To avoid this common mistake, the municipality should develop an e-mail policy that addresses both use of e-mail and the retention of e-mail records.

2. Be Careful How the Municipality Handles the Public at Meetings.

As stated above, the right to attend a meeting of a public body includes the right to tape record, videotape, and broadcast the public proceedings via live radio and television. The municipality may not prevent an attendee from videotaping or recording a board meeting. If the municipality asks a person to refrain from videotaping the meeting, they would be in violation of the OMA.

Similarly, the OMA provides that all persons in attendance at a public meeting have the right to address the public body. Municipalities should consider how it handles the public comment portion of the meeting. Although municipalities can place reasonable limitations on speakers during public comment, such as limiting each speaker to a reasonable amount of time, they may not limit the total time of public comment. For example, they should not have a policy that limits the total time of public comment to a half hour.

3. Avoid the Appearance of a Secret Meeting.

As previously noted, discussing municipal business with a quorum of board members outside of an open meeting violates the OMA. Some lawsuits are filed because the public body makes a decision at a meeting with absolutely no discussion. When it appears there should have been a public discussion, such as when the issue is controversial, members of the public sometimes assume that a meeting was held in private and discussion took place "behind closed doors," and file a lawsuit. Obviously, a quorum of the municipal board should not be discussing business if they are not at a meeting open to the public; however, they may also avoid such lawsuits by taking extra effort to discuss topics on the record so there is no appearance of an unlawful meeting.

4. Avoid Decisions in Closed Session.

The OMA requires that all decisions be made at an open meeting. A "decision," is defined in part as any determination, action, vote or disposition, on public policy may not be made in the closed session. To avoid an OMA violation, no substantive motions or Board actions should be taken in closed session.

5. Understand the Specific Reasons a Municipality May Move Into Closed Session to Discuss Employment Issues.

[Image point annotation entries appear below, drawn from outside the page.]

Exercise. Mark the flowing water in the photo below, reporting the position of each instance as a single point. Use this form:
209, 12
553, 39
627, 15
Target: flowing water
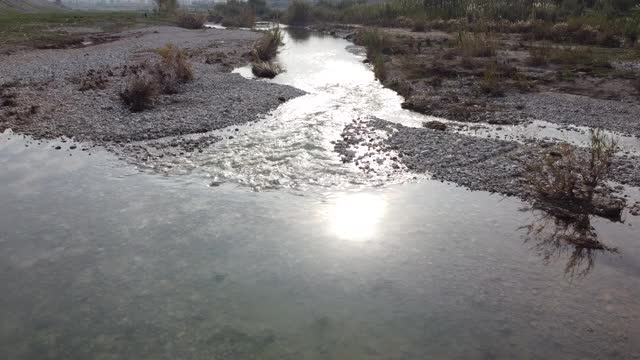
296, 255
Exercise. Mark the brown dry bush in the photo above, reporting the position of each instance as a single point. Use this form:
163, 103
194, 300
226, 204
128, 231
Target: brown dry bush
476, 45
491, 83
140, 91
636, 85
563, 174
266, 48
539, 55
147, 80
175, 60
190, 20
265, 69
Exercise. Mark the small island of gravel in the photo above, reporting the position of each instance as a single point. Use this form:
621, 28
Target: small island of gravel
75, 91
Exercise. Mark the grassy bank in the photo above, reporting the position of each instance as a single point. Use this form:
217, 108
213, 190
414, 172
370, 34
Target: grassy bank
51, 29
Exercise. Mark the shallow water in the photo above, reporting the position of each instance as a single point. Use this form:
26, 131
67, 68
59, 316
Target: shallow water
102, 261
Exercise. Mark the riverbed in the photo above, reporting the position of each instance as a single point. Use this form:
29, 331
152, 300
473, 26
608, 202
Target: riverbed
267, 246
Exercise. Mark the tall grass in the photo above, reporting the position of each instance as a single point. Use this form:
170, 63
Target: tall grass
190, 20
266, 48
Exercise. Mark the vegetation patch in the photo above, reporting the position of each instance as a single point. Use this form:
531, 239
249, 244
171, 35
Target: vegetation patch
236, 13
565, 178
149, 79
140, 91
265, 69
298, 13
266, 48
476, 45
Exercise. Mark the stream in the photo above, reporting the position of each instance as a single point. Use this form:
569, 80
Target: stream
267, 246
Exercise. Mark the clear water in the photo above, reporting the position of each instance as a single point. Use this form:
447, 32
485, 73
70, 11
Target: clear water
102, 261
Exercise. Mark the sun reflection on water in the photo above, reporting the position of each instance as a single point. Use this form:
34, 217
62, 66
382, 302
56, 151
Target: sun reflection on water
356, 217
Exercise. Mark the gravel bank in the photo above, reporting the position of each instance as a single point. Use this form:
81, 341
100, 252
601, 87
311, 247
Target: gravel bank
477, 163
50, 103
568, 109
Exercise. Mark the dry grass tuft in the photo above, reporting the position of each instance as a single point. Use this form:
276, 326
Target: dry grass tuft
266, 48
140, 91
636, 85
265, 69
491, 83
379, 69
562, 174
191, 20
175, 60
147, 80
476, 44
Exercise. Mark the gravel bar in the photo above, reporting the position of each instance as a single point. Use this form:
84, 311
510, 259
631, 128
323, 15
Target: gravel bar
50, 104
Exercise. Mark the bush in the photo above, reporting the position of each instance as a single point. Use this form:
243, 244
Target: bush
265, 69
191, 20
562, 174
379, 69
235, 13
419, 25
147, 80
266, 48
636, 85
175, 61
374, 40
491, 83
140, 91
298, 13
476, 45
166, 6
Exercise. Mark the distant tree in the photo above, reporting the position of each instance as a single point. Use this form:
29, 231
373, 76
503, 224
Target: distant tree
259, 6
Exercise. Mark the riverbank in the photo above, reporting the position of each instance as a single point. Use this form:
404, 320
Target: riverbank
74, 92
506, 79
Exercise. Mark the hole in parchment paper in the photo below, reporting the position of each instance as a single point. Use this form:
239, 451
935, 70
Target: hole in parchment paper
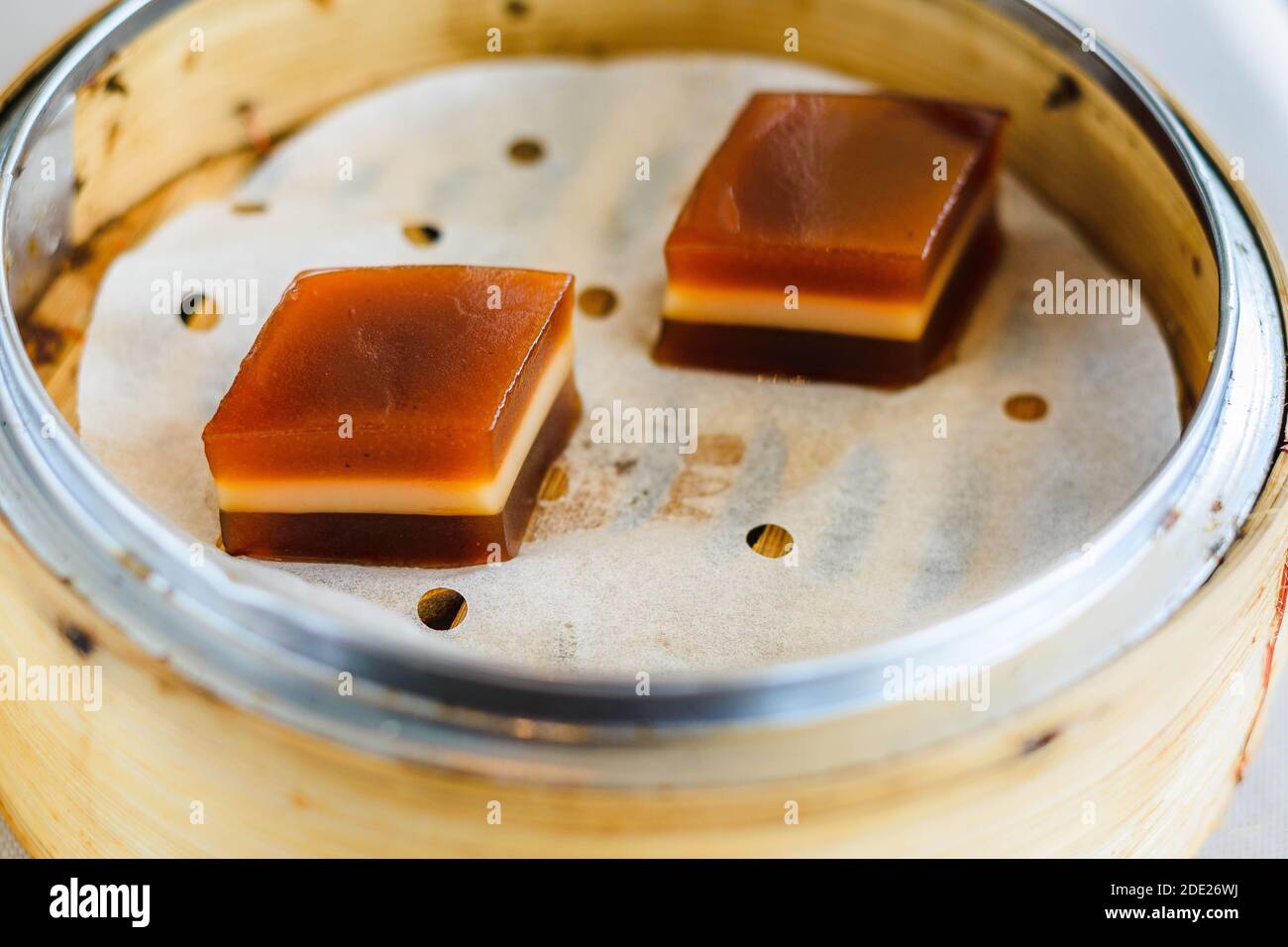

The OMA contains specific reasons that a board may meet in closed session regarding employment related issues. For example, a closed session may be called (1) to consider the dismissal, suspension, discipline, complaints, charges or periodic personnel evaluations of a public officer or employee, if the named person requests a closed hearing; or (2) for strategy and negotiation sessions connected with the negotiation of a collective bargaining agreement, if either party requests a closed session. These two exemptions are specific and narrow. Thus, not every employment-related issue falls into these two categories. For example, a municipality may not meet in closed session to negotiate the new contract for their manager. Similarly, a municipality may not meet in closed session to discuss budget cuts that may result in layoffs or the reduction of benefits. To avoid an OMA violation, they should only discuss the topics specifically allowed by law.